When Should a Business Take Out a Business Loan?

If you’re like most small business owners, you’ve probably thought about expanding your business and paving the way for future growth. And, indeed, there are a lot of very good reasons to take out a business loan. Here are five of them.

 

Reason #1: Business expansion

 

Expanding your business is probably the No. 1 reason why business owners decide to take out a loan. In short, there’s simply a point in time when you’ve outgrown your current business location. Business is booming and you can’t keep up with all the demand.

 

If you’re a restaurant owner, this might mean that you simply don’t have enough table space to satisfy all your potential customers. If you’re a fashion apparel shop, this might mean that your storage area simply can’t keep up with all the inventory you need to order. For every business, “booming” means different things.

 

But a surge in new business is almost always a signal that it might be time to take out a loan. The extra financing could help you upgrade to a bigger space, for example. Or it could help you hire new employees. As long as you have the sales and revenue projections pointing at continued growth, this could be the right decision to make. If you’re not sure about whether or not it makes sense to take out a loan for business expansion, you can always consult with a company like Small Business Lending Source, which can help you map out your financial projections for the future.

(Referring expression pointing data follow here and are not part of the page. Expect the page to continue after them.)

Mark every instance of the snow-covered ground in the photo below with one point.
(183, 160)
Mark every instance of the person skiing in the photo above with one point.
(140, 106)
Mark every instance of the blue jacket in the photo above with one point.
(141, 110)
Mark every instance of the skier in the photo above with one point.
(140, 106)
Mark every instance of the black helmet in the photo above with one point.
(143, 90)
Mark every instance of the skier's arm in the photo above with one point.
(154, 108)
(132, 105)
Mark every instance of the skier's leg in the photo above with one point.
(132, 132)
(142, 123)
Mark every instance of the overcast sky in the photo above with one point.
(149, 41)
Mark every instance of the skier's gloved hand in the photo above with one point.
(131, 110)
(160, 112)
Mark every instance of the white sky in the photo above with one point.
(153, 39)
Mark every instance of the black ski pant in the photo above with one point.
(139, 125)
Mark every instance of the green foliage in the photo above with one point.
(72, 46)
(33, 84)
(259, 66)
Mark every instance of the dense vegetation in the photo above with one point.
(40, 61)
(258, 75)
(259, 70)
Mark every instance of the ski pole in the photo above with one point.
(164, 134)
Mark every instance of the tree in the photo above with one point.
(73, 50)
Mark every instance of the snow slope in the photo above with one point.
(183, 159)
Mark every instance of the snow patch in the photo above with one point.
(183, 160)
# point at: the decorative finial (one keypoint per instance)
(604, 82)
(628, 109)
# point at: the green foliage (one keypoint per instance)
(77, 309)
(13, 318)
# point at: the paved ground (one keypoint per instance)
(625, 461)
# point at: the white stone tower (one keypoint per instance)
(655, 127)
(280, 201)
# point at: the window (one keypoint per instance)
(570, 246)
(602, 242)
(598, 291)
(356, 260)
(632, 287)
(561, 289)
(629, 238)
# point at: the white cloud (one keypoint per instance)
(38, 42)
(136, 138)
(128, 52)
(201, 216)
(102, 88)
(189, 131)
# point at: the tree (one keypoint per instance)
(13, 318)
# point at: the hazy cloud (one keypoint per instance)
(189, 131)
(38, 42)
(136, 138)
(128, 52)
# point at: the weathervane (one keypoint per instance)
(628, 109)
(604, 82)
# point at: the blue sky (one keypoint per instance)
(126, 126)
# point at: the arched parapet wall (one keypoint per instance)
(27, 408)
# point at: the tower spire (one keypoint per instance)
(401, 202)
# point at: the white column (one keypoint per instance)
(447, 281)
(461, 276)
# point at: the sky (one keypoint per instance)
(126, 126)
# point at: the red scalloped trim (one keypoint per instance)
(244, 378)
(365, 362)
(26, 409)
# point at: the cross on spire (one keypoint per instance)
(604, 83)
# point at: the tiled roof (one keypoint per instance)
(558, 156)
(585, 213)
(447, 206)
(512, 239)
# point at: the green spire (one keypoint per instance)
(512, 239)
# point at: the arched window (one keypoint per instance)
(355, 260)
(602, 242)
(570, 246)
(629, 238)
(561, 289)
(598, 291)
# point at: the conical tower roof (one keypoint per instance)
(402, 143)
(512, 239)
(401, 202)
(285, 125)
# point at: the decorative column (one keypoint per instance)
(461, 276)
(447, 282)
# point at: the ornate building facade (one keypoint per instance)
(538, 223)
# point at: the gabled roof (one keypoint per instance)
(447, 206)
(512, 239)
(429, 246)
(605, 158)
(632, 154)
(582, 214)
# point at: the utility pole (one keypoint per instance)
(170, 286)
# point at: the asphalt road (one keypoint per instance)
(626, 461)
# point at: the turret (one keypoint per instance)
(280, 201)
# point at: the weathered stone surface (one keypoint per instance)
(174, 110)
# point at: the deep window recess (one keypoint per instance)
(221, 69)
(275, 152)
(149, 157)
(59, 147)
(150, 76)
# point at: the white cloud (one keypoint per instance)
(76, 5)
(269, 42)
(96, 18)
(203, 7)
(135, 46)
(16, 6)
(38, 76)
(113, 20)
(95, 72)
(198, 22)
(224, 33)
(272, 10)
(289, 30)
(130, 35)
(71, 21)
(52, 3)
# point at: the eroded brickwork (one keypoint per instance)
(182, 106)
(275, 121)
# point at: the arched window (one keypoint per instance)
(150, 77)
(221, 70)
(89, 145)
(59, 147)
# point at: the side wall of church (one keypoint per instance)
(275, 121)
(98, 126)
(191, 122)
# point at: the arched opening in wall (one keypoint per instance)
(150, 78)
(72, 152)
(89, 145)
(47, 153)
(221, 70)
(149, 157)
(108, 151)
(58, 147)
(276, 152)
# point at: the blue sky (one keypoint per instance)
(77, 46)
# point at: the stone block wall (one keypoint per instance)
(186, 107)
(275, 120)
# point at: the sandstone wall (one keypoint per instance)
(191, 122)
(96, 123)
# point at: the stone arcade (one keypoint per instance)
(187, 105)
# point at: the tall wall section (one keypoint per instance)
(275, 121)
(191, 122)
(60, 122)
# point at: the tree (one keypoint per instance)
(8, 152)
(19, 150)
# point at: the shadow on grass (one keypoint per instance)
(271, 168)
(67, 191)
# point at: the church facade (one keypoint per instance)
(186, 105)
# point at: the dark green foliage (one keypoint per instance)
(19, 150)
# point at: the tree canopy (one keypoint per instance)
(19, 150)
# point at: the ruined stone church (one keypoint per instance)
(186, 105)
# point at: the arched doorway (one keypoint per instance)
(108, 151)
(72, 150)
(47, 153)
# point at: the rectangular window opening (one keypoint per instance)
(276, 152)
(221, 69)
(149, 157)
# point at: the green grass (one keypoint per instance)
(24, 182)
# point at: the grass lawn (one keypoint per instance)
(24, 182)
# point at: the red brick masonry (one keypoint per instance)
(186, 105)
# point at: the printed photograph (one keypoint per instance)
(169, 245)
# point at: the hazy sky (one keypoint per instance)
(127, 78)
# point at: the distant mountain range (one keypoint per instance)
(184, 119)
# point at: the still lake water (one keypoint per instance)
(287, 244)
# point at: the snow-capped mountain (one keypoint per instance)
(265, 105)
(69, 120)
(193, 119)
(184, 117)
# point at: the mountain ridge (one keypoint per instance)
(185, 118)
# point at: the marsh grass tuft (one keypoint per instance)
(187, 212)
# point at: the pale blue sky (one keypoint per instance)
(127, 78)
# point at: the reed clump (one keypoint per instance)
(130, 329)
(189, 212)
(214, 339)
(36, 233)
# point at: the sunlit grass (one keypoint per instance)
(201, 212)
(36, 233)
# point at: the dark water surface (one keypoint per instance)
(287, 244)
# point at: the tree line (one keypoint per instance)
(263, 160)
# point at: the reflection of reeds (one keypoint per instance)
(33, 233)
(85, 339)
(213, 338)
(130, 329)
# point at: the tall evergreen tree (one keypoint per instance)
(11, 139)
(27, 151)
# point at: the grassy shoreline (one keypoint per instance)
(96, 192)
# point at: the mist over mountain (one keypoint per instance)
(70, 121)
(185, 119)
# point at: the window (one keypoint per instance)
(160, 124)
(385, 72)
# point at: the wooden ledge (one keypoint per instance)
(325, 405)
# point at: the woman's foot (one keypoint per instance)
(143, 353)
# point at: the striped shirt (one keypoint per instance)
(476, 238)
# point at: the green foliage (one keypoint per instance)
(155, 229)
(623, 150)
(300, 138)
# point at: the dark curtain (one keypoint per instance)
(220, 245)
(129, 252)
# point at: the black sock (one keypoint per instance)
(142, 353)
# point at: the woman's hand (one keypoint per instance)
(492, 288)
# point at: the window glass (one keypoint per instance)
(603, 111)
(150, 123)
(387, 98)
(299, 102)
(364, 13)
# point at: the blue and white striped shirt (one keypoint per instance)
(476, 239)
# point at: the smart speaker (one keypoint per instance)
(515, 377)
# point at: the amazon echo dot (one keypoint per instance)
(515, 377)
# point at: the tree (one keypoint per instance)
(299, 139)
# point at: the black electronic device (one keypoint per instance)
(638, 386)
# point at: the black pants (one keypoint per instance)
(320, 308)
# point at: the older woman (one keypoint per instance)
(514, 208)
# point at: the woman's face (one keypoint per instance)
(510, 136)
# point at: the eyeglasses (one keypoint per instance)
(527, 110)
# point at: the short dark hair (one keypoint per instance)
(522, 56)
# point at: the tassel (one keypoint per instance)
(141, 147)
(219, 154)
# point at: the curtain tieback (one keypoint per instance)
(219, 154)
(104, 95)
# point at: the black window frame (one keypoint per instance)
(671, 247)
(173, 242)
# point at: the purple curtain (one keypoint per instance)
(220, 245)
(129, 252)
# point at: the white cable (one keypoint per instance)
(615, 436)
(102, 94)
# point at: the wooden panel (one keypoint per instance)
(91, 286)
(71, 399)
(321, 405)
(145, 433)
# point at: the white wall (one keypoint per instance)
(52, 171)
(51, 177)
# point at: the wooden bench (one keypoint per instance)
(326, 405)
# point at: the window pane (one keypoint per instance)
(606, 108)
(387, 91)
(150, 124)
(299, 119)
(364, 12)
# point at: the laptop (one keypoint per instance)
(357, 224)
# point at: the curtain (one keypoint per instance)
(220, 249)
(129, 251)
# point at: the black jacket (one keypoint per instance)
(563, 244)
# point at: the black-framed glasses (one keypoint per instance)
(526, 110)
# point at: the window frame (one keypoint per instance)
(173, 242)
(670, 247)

www.smallbusinesslendingsource.com]

 

Reason #2: New high ROI opportunities

 

In the business world, one of the biggest buzzwords is ROI, or return on investment. Simply stated, this means that you are able to make a nice return on any money that you spend. And sometimes high ROI opportunities occur that you’re forced to turn down simply because you don’t have enough cash on hand.

 

For example, you might run across a unique offer to buy bulk inventory at a greatly reduced price. Or you might find a perfect new retail space that needs a new company to move in immediately. Ordinarily, of course, you’d have to pass on those opportunities. But if you are backed by a new small business loan, you can suddenly take advantage of those high ROI opportunities. Remember – when opportunity knocks, you need to open the door.

 

Reason #3: Inventory replenishment

 

Inventory is the lifeblood of any business. The worst thing is to have a “stock out,” when you have empty shelves and pent-up consumer demand. There’s nothing worse than having to tell an excited customer, “We’re waiting to place an order. We should have more of that in a few weeks.” By that time, of course, this customer has moved on to a business that actually has the item in stock.

 

So inventory replenishment can be a very important reason to take out a small business loan. As they say in business, “Sometimes you have to spend money to make money.” In other words, you may need to spend in advance to get all the necessary inventory,  but then you can “pack them high and watch them fly.”  With all of those additional sales, you’ll easily be able to pay off the original loan.

 

Reason #4: New equipment needs

 

Sometimes it’s easy to overlook how important the right machinery, tools or equipment is to the smooth functioning of a business. Some of this equipment is basic IT equipment for the office – such as new computers and new servers. And some of this equipment might be new forklifts for the warehouse, or new heavy equipment for a construction job. In either scenario, a small business loan might be one way to make these purchases affordable.

 

In many ways, equipment loans are similar to car loans. You wouldn’t walk up to car dealer and offer to pay for a $20,000 car in cash, would you? In the same way, you’re not expected to pay the full purchase price for very expensive equipment. And, just as there are car loans in which your car acts as the underlying collateral, there are also equipment loans in which the equipment acts as your collateral.

 

Reason #5: Short-term working capital

 

For any small business, one of the most important considerations is being able to smooth out cash flow. You need to match up accounts receivable with accounts payable. However, that’s not always possible, and that’s what leads to needs for short-term working capital.

 

For example, say that you have given your clients favorable payment terms of 60 days. This might be the only way you can get this business. But if your own payments are due in 30 days, you can immediately see how there might be a cash flow mismatch. In other words, you are sending out payments every 30 days, but only getting payments every 60 days. To smooth out these cash flows, some businesses opt to get a short-term loan to cover immediate working capital needs.

 

This is perhaps the trickiest type of loan, though. There’s a big difference between a “cash flow mismatch” and a business that’s just straight up losing money. That’s why lenders have come up with very specific financing mechanisms, such as factoring, to help companies address their working capital needs.

 

 

As you can see, there are several very good reasons why your small business would want to take out a loan. However, there’s always a trade-off between risk and reward in the business world. That’s why it’s important to have very accurate financial models in place for your business. You don’t want to be taking on very high-interest debt that might require onerous debt repayment schemes. And you don’t want to be using debt to keep afloat a failing business – that will only complicate matters further and make it harder to pay back a business loan on time.

 

But there are plenty of good reasons why a rational amount of debt can really turbo-charge the future growth of your business. Most importantly a loan could open up new opportunities that simply were not available before. And, by doing so, you can grow your business in ways that you had never previously imagined.